All this makes me question where the women and female voices and representation is in Asian America.  Besides Margaret Cho who rightfully claimed the role of the controversial Asian American female in media and entertainment, there has yet to be a successor.  I cringe, as the only other “commercialized” Asian American female to stir up any controversy in mainstream media outlets had been Tila Tequila. Besides every Tiger Mom (or the Anti-Tiger Mom), who else exists to represent a nuanced and deliberate representation of Asian Americans and more specifically, Asian American women?  In a recent Vanity Fair article, Why It Matters When Asian Women Leave TV Shows it points out how Asian characters are still disappointing stereotypes of ourselves, while the bamboo ceiling persists with simultaneous opportunities and limitations for Asian Americans in media and entertainment.  

Jeff Yang said in what I consider to be a more nuanced coverage of #CancelColbert that: “That’s because social media is, in many ways, our mainstream media.”  His phrasing of social media as OUR mainstream media struck multiple chords for me.  Whether his claim is based on the bamboo ceiling, or because of the college-educated (or college-bound youth) Asian American demographic he self-identifies with is widely and heavily active online, it makes me reflect on how I fall under his particularity as well.  That is why #CancelColbert and how a twitter-based activism of an Asian American is so meaningful, because I am part of this specific upwardly-mobile (educated/literate/with consumer-power) young Asian Americans whose life is virtually connected and social media-driven.  It is a new and partial group of Asian Americans coming-of-age that exists in relation to what was and is Asian America.  

As Asian Americans in social media have yet to cultivate an individual and collective identity of and for ourselves, what Suey Park means to me is another type of our possibility.  She is not perfect, and I do not know all of her politics, or her hobbies.  I don’t know if she likes the type of music I like or if we spend our dollars at the same stores.

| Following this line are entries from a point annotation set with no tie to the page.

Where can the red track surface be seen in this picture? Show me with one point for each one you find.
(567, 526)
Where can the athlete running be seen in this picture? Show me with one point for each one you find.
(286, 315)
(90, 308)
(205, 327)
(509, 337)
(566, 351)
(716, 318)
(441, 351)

But she represents an Asian American (and female) figure who speaks to what I believe Kollaboration is working towards as well.  To break ground, to create interventions, to provide platforms for the Asian Pacific American community to discover and connect with each other to locate and produce our own diverse representations.  Whether it is through music, dance, acting, comedy, or hashtags, she has built herself up to be a force to be reckoned with in our ongoing efforts for inclusion and creation on stage, in print, on camera, in albums, and in social media.